‘Sacred heart devotion is apostolic’
Brendan McManus SJ was the homilist for the Sacred Heart Novena in Gardiner Street, 26 May-6 June. Though not as well-known as the Novena of Grace, it drew modest numbers to its twice-daily masses. The novena finished on the feast of the Sacred Heart. Brendan drew on themes from the Spiritual Exercises of St Ignatius to explain the devotion in contemporary terms using story telling based on his experience and using examples from his own writings.
Having a long history in Jesuit spirituality, the Sacred Heart of Jesus is described as a heart overflowing with love, ‘inflamed with love’, he said. As Parish Priest Gerry Clarke puts it: “the goal of the novena is to understand the love of the Sacred Heart for each one of us personally, and most importantly, to respond to that love by doing what Jesus did and by putting that love into practice in our lives. True devotion to the Sacred Heart is deeply apostolic.”

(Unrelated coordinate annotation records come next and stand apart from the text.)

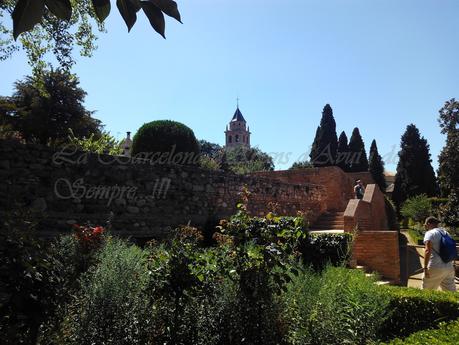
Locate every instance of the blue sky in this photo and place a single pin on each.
(381, 64)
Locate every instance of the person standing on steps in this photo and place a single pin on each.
(437, 273)
(359, 189)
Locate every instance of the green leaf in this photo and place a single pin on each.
(62, 9)
(26, 14)
(169, 7)
(102, 8)
(155, 16)
(128, 10)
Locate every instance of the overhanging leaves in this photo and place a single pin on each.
(62, 9)
(169, 7)
(26, 14)
(155, 16)
(102, 8)
(128, 10)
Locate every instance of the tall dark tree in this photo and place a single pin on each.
(448, 172)
(45, 109)
(342, 158)
(324, 149)
(376, 167)
(358, 155)
(415, 174)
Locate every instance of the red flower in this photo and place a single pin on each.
(98, 230)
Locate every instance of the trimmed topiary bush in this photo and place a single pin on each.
(447, 334)
(412, 310)
(166, 141)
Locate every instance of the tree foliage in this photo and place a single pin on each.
(448, 172)
(415, 174)
(166, 136)
(343, 154)
(358, 161)
(376, 167)
(301, 165)
(56, 26)
(45, 113)
(324, 147)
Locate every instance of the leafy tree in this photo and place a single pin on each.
(45, 114)
(342, 158)
(164, 137)
(415, 175)
(376, 167)
(209, 149)
(448, 172)
(358, 159)
(56, 26)
(105, 143)
(301, 165)
(325, 145)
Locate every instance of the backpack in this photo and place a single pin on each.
(447, 247)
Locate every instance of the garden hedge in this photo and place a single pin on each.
(318, 250)
(447, 334)
(412, 310)
(165, 136)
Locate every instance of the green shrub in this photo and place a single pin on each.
(318, 250)
(170, 139)
(417, 208)
(417, 232)
(446, 334)
(28, 280)
(391, 213)
(437, 204)
(412, 310)
(111, 306)
(340, 306)
(105, 143)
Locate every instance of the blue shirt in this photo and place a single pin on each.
(435, 260)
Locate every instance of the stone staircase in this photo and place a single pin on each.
(329, 221)
(371, 275)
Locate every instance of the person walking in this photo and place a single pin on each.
(359, 189)
(437, 273)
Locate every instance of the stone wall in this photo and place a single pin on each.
(339, 186)
(379, 251)
(142, 200)
(368, 213)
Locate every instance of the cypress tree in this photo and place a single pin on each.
(415, 174)
(448, 171)
(325, 145)
(376, 167)
(358, 158)
(342, 157)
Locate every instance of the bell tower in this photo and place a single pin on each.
(237, 133)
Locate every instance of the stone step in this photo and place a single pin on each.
(330, 222)
(325, 227)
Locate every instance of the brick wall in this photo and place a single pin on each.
(338, 185)
(379, 251)
(64, 188)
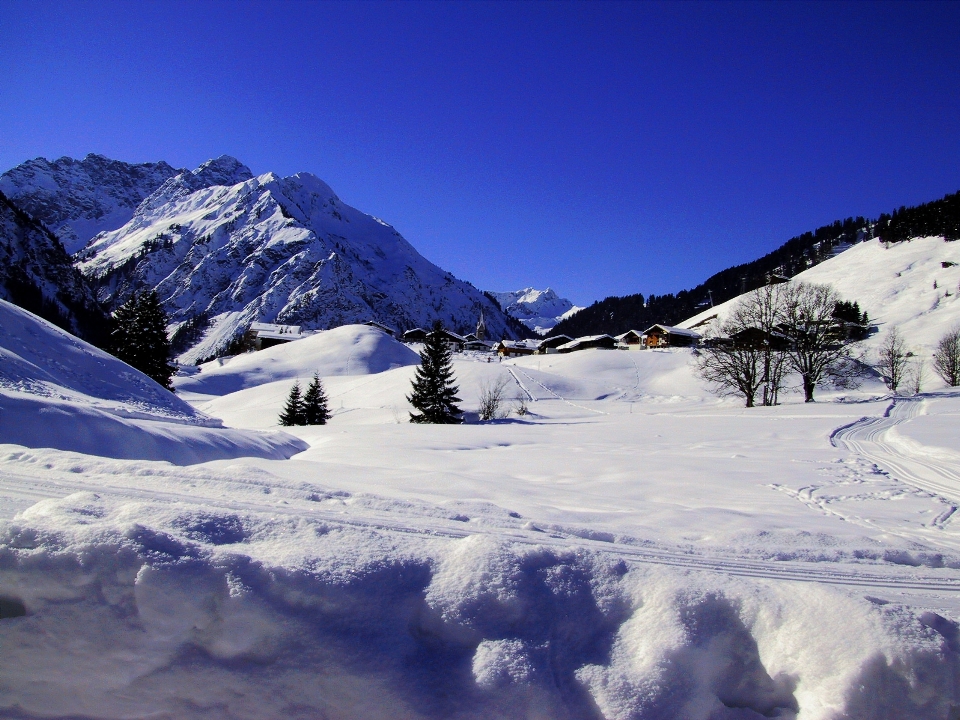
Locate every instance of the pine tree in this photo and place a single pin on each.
(434, 392)
(293, 412)
(315, 403)
(139, 337)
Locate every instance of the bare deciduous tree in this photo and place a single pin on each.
(893, 359)
(493, 396)
(946, 358)
(816, 348)
(749, 360)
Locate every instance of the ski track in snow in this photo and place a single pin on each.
(285, 498)
(868, 437)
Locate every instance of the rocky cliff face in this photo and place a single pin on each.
(36, 273)
(77, 199)
(224, 249)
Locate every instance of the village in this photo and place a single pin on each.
(261, 336)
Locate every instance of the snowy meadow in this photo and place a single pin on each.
(631, 547)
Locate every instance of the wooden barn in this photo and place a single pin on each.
(260, 336)
(631, 339)
(669, 336)
(514, 348)
(604, 342)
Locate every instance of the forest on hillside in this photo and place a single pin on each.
(615, 315)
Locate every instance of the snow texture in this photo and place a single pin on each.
(539, 310)
(57, 391)
(77, 199)
(631, 548)
(233, 249)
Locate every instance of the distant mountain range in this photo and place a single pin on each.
(616, 315)
(539, 310)
(223, 249)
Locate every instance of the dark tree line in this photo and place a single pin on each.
(615, 315)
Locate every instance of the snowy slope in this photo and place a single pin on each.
(234, 249)
(628, 549)
(894, 284)
(77, 199)
(58, 391)
(37, 273)
(539, 310)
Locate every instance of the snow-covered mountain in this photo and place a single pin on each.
(539, 310)
(36, 273)
(912, 285)
(77, 199)
(57, 391)
(224, 248)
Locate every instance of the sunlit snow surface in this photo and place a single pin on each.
(632, 547)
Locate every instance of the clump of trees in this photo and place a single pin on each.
(434, 393)
(775, 330)
(493, 397)
(306, 408)
(946, 358)
(138, 336)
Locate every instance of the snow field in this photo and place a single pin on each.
(633, 548)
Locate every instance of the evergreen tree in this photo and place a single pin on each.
(315, 403)
(139, 337)
(293, 412)
(434, 393)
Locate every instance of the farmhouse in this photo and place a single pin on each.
(415, 335)
(590, 341)
(263, 335)
(380, 326)
(549, 345)
(669, 336)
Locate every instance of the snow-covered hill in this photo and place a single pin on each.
(539, 310)
(77, 199)
(36, 273)
(225, 249)
(912, 285)
(56, 391)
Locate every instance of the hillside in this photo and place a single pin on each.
(224, 249)
(615, 315)
(911, 285)
(56, 391)
(38, 275)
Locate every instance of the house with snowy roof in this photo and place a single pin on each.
(263, 335)
(668, 336)
(604, 342)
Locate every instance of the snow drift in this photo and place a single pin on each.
(58, 391)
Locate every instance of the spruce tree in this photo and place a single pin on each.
(434, 393)
(315, 403)
(293, 412)
(139, 337)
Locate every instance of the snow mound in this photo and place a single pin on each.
(539, 310)
(58, 391)
(170, 609)
(346, 350)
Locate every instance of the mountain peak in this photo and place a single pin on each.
(223, 170)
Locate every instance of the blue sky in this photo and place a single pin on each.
(598, 148)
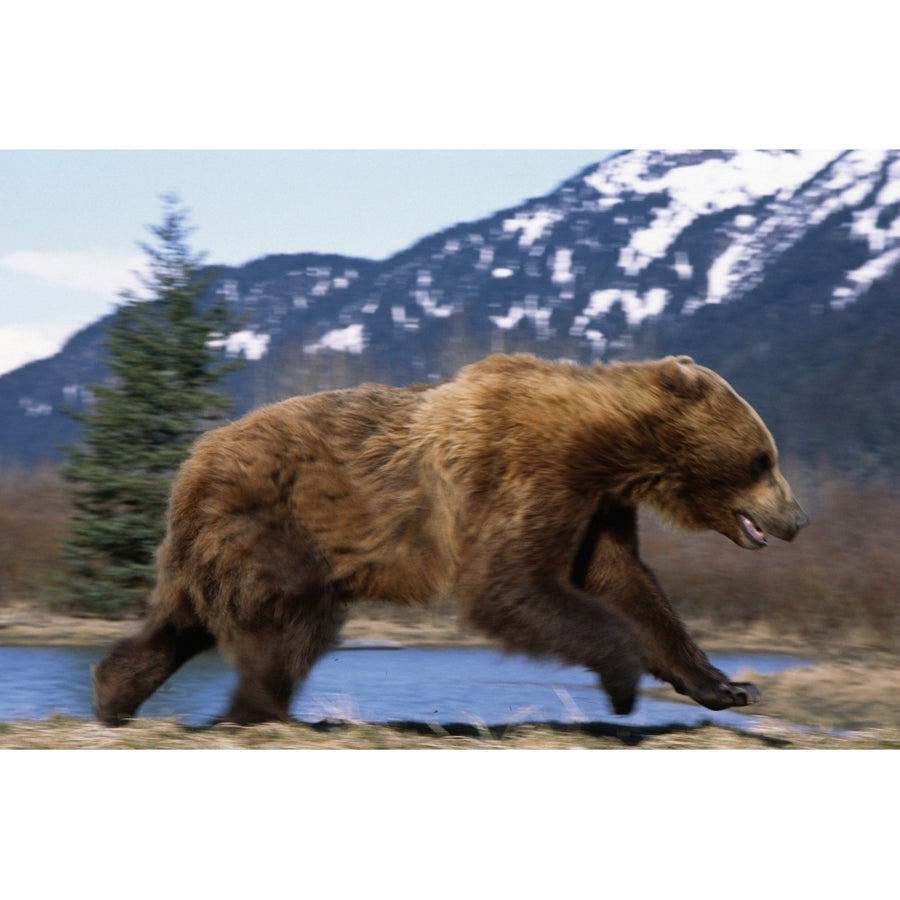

A member of the Down & Connor Homiletics Commission, Brendan was putting into practice the approach recommended by Pope Francis in Evangelii Gadium. The Pope recommends Lectio Divina for reading scripture and a dialectic approach to homily delivery – personal integration first and then prayerful consideration of language and method of communication. Accordingly, the use of story-telling and narrative was a way of presenting religious experience and allowing people to read their own life experience into the stories.
Reading out people’s petitions at the beginning of the Eucharist was a powerful testimony to the complexity of people’s lives and the seriousness of their prayer intentions. Fr Gerry Clarke introduced a meditation and time for reflection after communion, which people found helpful.